In the Jewish Hellenistic Testament literature (e.g. Testament of the Twelve Patriarchs) the writers frequently urge their readers to “walk in haplotēs according to the law” or “in simplicity (haplotēti) of heart” (e.g. T.Issachar 4:1; 7:7). The person who has “singleness of heart” waits only to do the will of God and is immune to deceit. The patriarchs voice the fear that their descendants will “forsake singleness…and leaving guilelessness will draw near to malice” (T. Issachar 6:1). As Spicq (Theological Lexicon of the New Testament, Vol.1, page 170) notes, “In the first century BC, haplotēs, so exalted in the Wisdom writings, is considered the supreme virtue of the patriarchs.” There was no divided loyalty in their hearts when it came to serving Yahweh.
One inscription dated to the 2-3rd century A.D. found at Sounion (Greece) describes the actions of a slave to establish a temple to the cult of Men Tyrannos. Once in this inscription there is the prayer “may the god be very merciful to those who serve in simpleness (haplēi) of soul.” A second prayer is offered at the end: “And may the god be very merciful to those who approach in simplicity (haplōs).” There seems to be some relationship in this usage to the concept of purity. These two occurrences, though appearing at least a century after Paul’s letters, indicate that this terminology was in use in Koine Greek with a moral sense, parallel to the usage we have observed in Jewish Greek sources.
In conclusion let us review the uses by Paul of the noun in Ephesians 6:5, Colossians 3:22 and 2 Corinthians 11:3. We suggested that in 2 Corinthians 11:3 the noun expressed “genuine loyalty” to the Messiah. No other Lord had stolen their devotion. In both the Ephesians and Colossians contexts Paul addresses Christian slaves.

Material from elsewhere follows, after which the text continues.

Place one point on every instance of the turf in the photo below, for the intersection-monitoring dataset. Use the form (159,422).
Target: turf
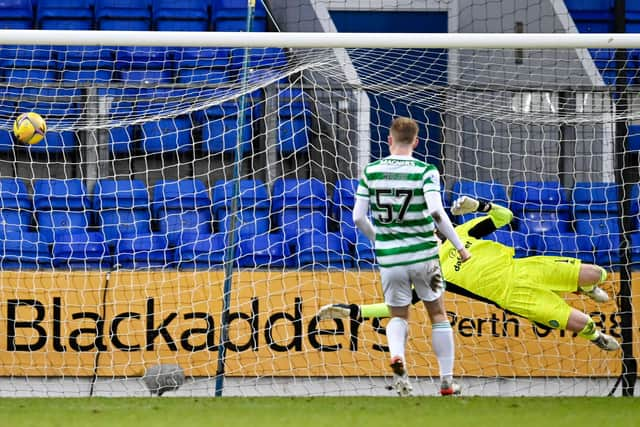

The essential command is to “obey your earthly masters (kuriois) in everything;…with sincerity (en haplotēti kardias) of heart, out of reverent fear for the Lord (kurion).” The phrase translated in NIV as “with sincerity of heart” describes the manner of Christian slaves’ obedience to their human owners. This kind of service is contrasted with a service that obeys only when the owners are watching or just to please them (presumably to escape punishment or to gain special favour). These slaves are first and foremost “slaves of Messiah” (Ephesians 6:6), performing God’s will “from their innermost being” and “serving with goodwill.” Regardless of human masters’ attitudes and expectations, Christian slaves are serving the Messiah first and so their obedience to their human masters is offered primarily as an act of worship to the Messiah, being done in a way that demonstrates their pure loyalty to the Messiah.
i. if Christian slaves were to serve their human masters as an act of worship demonstrating their pure loyalty to the Messiah, how are Christians today to do their “work” as employees of secular or Christian organizations? Do Christians work “when the owners are watching” or just “to please the boss”? Or is there a deeper sense of life’s purpose and centredness in the will of God as they do their work?
ii. how does Satan work in the minds and hearts of Christians so that they abandon their “pure loyalty” to the Messiah? When has this happened in your life and how did the Holy Spirit wrestle with you for restoration?